Had another look into building an AMP test using headless Chrome to measure web (particularly YouTube) performance. I can get my code building within the Chrome build system, but I really want to create a library that I can link my own code against, and nothing like that gets built. They claim it does, but those libraries are missing most of the symbols I need, so still need to look into this further.

Found and fixed an issue around amplet2-client cert fetching failing after a certain number had been issued.

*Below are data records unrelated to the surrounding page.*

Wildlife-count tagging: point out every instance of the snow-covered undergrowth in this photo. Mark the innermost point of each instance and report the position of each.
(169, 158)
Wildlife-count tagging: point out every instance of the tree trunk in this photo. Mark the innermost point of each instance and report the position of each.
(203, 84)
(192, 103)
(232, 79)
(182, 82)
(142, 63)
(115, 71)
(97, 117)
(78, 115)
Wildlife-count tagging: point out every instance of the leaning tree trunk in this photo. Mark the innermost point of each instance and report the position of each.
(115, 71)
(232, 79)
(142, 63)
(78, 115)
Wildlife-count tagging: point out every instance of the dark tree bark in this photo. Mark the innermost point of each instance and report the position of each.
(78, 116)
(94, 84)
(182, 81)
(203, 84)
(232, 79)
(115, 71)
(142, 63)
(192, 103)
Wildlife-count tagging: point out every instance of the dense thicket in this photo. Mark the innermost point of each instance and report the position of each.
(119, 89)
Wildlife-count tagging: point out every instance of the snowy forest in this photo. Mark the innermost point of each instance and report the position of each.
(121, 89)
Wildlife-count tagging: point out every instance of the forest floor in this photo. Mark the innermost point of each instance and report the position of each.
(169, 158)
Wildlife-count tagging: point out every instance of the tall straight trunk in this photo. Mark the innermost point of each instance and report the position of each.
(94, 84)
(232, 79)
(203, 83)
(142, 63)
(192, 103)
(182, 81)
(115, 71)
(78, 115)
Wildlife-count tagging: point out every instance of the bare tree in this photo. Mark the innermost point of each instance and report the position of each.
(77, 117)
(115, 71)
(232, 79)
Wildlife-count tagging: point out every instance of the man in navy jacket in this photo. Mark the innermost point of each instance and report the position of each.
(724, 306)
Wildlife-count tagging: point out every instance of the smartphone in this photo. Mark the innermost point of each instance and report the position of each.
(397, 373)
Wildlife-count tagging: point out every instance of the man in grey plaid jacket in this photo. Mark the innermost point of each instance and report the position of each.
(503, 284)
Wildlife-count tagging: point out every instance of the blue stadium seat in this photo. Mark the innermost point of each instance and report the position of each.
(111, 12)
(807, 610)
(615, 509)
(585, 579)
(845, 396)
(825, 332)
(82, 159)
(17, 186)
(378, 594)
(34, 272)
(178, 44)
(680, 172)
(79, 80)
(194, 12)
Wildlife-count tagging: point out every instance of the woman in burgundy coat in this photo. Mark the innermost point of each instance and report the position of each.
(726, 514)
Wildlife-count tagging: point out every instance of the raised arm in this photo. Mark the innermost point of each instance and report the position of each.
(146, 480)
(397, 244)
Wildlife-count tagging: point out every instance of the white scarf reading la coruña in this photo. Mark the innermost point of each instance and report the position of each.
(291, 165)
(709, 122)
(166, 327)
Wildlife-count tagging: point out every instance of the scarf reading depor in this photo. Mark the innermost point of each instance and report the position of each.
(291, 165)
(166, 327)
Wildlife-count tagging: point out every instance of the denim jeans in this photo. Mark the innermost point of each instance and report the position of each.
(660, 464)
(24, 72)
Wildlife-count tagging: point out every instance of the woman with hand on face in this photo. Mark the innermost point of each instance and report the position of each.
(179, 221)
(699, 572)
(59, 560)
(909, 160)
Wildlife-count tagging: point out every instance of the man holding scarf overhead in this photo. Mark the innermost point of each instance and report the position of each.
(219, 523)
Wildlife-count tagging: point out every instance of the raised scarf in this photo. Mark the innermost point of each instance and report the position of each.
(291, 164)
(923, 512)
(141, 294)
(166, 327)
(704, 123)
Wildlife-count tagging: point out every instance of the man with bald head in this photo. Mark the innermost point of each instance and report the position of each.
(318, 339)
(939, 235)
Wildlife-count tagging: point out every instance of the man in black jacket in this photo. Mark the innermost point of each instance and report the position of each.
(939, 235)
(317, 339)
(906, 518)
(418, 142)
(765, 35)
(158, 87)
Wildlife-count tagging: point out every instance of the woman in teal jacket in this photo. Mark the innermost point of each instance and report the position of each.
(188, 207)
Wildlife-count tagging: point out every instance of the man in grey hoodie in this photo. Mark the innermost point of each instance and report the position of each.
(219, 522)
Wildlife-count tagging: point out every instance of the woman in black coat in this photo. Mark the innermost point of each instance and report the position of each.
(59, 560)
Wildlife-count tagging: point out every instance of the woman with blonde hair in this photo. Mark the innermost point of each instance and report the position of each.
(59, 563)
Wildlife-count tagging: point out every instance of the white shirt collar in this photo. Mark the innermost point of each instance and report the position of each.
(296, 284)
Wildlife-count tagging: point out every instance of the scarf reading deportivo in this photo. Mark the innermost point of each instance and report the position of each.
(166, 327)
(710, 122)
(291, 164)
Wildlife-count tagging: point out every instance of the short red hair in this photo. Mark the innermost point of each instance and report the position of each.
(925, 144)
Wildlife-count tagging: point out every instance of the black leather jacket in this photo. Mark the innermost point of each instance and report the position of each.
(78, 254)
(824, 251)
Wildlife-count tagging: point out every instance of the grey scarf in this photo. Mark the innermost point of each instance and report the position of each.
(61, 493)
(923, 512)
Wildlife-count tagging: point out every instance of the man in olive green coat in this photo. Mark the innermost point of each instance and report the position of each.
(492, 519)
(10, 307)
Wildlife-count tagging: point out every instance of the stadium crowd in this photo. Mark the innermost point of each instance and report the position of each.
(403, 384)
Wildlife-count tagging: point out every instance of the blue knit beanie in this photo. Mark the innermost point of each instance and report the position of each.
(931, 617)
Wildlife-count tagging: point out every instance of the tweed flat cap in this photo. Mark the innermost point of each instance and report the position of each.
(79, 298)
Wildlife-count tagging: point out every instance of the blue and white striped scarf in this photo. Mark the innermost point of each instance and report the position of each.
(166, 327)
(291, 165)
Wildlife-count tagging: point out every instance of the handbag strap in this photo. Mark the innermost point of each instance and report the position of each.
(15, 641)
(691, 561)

Turned out to be a simple type issue and comparisons were being made using the wrong type, thus sorting incorrectly and returning an incorrect certificate.

Spent some time writing installation documentation for the AMP server components and adding it to the github wiki.

15

Dec

2017

Built and released new Debian and Ubuntu packages for amplet2-client, ampy, and ampweb.

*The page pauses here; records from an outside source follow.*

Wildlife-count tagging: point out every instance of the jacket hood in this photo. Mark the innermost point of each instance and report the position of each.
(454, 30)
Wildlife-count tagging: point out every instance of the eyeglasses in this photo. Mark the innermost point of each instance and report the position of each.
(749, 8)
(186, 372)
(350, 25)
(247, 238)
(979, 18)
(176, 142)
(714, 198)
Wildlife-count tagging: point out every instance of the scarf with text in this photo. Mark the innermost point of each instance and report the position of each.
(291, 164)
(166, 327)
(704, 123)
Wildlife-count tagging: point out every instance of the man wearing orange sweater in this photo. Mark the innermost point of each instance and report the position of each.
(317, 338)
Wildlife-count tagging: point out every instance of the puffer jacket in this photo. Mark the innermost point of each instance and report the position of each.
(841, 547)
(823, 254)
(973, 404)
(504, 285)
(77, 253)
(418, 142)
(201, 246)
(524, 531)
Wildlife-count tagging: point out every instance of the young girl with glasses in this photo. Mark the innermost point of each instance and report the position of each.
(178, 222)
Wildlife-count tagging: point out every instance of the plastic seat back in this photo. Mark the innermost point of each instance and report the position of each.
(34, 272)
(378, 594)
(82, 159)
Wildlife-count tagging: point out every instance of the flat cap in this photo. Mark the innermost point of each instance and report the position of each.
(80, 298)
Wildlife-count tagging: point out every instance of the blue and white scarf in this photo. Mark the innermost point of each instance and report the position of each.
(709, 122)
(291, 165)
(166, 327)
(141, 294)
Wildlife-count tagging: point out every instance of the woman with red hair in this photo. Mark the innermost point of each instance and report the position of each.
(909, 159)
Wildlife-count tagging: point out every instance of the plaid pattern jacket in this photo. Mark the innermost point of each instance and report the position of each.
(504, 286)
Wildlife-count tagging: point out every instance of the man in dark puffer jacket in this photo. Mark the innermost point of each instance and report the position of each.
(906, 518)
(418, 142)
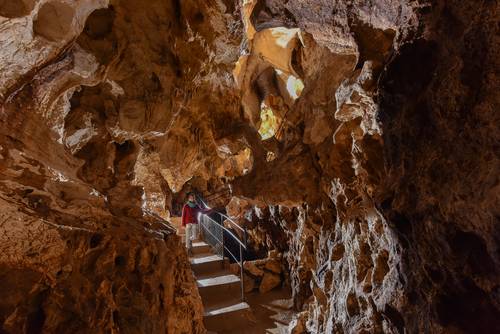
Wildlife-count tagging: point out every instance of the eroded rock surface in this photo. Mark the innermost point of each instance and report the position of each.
(358, 139)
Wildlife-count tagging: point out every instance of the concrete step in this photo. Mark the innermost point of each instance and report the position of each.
(205, 263)
(219, 289)
(228, 317)
(200, 247)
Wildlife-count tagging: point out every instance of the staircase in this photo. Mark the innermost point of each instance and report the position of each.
(219, 289)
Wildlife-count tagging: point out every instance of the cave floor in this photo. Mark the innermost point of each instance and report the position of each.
(273, 311)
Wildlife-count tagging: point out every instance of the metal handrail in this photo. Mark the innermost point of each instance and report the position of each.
(228, 231)
(225, 216)
(224, 248)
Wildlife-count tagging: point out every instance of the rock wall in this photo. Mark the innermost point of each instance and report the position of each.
(358, 139)
(384, 176)
(98, 100)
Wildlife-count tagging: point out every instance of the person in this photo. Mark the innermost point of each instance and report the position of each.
(190, 213)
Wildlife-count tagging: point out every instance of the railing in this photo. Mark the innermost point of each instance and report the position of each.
(214, 234)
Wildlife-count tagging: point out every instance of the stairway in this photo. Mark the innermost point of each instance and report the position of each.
(219, 289)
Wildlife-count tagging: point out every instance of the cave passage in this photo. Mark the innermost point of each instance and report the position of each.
(343, 156)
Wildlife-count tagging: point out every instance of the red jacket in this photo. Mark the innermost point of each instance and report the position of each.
(190, 215)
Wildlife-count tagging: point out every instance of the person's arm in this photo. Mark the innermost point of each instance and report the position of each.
(184, 217)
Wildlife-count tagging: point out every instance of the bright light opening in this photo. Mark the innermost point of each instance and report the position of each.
(294, 86)
(269, 122)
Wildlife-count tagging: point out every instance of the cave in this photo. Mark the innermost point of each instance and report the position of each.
(249, 166)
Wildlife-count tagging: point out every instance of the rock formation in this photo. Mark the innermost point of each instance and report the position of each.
(358, 139)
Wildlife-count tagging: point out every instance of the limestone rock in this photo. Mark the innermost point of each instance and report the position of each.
(251, 268)
(269, 282)
(274, 266)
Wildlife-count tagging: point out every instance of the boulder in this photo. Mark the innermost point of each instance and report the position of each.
(269, 282)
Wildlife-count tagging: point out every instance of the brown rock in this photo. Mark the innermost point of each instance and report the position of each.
(251, 268)
(274, 266)
(269, 282)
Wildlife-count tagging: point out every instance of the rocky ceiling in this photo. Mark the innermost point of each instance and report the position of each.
(360, 138)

Found and fixed a few issues in the netevmon email filtering that were caused by the incorrect types being used to make comparisons. Built and installed new packages in one deployment for testing.

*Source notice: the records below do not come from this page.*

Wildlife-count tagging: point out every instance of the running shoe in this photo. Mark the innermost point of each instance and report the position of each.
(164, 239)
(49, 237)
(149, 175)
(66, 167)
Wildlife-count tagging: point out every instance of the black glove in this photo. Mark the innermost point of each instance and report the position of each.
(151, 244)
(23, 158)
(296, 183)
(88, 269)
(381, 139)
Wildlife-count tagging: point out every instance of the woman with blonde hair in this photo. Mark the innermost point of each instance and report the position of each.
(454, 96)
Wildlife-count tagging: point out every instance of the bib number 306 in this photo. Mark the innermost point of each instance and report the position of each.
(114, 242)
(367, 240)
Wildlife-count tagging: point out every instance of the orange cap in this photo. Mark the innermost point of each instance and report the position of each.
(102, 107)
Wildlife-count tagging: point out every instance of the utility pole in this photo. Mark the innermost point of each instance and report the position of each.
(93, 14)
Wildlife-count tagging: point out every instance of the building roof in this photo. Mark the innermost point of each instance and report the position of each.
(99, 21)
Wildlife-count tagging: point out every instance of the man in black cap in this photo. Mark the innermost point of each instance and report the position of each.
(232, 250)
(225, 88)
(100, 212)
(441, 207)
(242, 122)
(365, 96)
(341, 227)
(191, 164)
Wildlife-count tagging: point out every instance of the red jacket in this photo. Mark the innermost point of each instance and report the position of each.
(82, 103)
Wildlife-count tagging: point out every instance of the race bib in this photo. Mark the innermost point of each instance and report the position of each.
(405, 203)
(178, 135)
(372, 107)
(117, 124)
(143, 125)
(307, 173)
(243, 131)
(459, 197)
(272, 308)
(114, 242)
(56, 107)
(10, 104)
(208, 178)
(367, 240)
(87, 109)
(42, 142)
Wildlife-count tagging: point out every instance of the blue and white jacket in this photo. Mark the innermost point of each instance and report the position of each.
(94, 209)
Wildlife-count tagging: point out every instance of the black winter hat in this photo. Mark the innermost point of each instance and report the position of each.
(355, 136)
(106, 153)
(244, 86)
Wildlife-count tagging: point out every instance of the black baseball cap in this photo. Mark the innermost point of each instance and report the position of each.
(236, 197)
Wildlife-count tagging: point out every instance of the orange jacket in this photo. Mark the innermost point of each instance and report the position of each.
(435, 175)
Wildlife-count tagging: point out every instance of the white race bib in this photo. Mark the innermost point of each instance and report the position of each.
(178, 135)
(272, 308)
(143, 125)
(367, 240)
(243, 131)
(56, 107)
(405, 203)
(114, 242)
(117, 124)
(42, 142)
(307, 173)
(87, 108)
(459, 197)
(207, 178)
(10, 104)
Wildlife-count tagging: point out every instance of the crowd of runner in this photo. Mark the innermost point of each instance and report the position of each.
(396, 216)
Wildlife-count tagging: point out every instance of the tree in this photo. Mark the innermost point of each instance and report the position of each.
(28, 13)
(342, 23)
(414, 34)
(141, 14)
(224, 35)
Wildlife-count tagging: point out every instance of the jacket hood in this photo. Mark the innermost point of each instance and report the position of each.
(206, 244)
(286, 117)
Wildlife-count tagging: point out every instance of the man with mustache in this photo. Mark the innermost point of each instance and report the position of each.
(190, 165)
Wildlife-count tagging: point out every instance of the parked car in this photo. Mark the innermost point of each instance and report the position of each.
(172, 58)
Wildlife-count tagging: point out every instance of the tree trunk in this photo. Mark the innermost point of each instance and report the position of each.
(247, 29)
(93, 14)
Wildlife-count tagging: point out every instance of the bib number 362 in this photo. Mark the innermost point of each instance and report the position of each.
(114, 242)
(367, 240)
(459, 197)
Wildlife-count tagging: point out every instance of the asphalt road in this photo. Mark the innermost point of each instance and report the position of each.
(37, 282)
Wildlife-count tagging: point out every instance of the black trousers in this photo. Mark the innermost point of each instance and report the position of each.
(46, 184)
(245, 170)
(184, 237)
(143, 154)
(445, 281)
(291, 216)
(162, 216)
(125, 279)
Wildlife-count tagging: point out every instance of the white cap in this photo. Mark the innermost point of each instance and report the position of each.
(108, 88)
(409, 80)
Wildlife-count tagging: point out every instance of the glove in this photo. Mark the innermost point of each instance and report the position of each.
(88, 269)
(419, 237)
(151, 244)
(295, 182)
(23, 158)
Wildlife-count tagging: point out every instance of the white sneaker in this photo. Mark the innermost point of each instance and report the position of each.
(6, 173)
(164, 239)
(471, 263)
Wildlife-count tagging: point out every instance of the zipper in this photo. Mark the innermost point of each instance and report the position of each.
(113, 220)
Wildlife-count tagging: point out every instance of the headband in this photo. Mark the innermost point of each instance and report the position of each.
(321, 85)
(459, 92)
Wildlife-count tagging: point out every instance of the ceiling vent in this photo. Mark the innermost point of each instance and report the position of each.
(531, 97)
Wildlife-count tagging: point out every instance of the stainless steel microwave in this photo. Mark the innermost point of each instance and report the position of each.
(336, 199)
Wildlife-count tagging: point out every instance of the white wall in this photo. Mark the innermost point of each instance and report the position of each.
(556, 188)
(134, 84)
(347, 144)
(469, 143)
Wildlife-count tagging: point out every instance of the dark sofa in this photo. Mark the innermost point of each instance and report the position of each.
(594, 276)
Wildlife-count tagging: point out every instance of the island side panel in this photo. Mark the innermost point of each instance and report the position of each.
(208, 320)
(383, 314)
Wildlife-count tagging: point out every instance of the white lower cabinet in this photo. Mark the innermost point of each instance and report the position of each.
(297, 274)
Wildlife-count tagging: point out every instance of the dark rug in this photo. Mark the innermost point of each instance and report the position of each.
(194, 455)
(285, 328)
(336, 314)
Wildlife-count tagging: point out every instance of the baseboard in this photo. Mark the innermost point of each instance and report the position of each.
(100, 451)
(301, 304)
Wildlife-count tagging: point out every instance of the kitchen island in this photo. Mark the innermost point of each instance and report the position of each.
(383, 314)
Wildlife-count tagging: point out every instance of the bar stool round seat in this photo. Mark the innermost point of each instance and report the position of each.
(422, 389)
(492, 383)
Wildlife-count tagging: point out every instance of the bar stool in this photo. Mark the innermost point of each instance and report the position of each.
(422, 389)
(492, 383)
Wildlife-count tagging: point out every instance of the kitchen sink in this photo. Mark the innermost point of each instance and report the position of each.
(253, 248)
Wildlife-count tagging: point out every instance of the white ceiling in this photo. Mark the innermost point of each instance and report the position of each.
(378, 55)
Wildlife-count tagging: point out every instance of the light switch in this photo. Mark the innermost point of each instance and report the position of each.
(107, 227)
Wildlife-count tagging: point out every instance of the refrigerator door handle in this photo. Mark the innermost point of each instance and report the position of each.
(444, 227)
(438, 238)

Started work tidying up the C modules recently created for some of the more memory hungry parts of the BGP router. Was able to simplify it in a few places, reorganising code to be able to replace custom code with existing library functions, and shrink the amount of memory required slightly further again.

08

Dec

2017

Separated common code that was shared between the telescope prototype and the new wdcapsniffer into its own file so that there is less repeated code to maintain. After a couple of extra bug fixes, I've managed to get my libprotoident daily monitor code working again and now using the ndag export from wdcapsniffer as the packet source. This will help me confirm that the code is generally stable and doesn't drop packets, as I should notice fairly quickly if my libprotoident reports are empty or have bogus data in them.

Added a dpdkndag capture format to libtrace which intercepts ndag multicast on the wire using dpdk, strips the IP, UDP and ndag headers and converts the contained ERF records into libtrace packets. The idea is that this would be faster than joining the multicast group and waiting for ndag packets to work their way through the network stack. This has turned out to be the case, although it is still not enough for a client to keep up with anything more than capturing ~6.5 Gbps.

Started my OpenLI work by developing my own ETSI-LI decoder. To support this, I've written a simple DER decoder which supports most of the primitives that are present in the ETSI standards. I've also written some code to model the ETSI structural hierarchy. I can now decode an example ETSI-encoded bytestream by walking both the hierarchy and the bytestream, seeing which fields are present and interpreting them according to the type defined in the matching hierarchy entry.

08

Dec

2017

Continued polishing up my presentation on the proposed OpenLI project. The meeting itself was held on Thursday -- people seemed pretty happy with my design and thinking thus far and the project is now all scheduled to start next week. Had a good chat with Neil from the Police about the ETSI standards and some of the gotchas that I'll need to think about when writing my code.

Finished up the initial libwdcap code and used it to write a wdcapsniffer program that exports via nDAG. Spent some time testing and tweaking the wdcapsniffer on the 10g dev machines before rolling the new and improved version out onto the probe VM.

28

Nov

2017

Started working towards rolling nDAG out onto our own capture environment, so that I can observe how it performs in a slightly more realistic scenario. Had to work around a few environment limitations, such as my VM disk needing to be resized and multicast being heavily rate limited on the path between the probe and my client. I've also started working on a libwdcap that will provide all of our old snapping and anonymisation capabilities, as I won't be able to export full unencrypted packets off the probe.

Started working on an actual design and development plan for the ETSI project, including plenty of architecture diagrams. Put together some slides describing the plan and proposed architecture for presentation at the first project meeting this coming Thursday.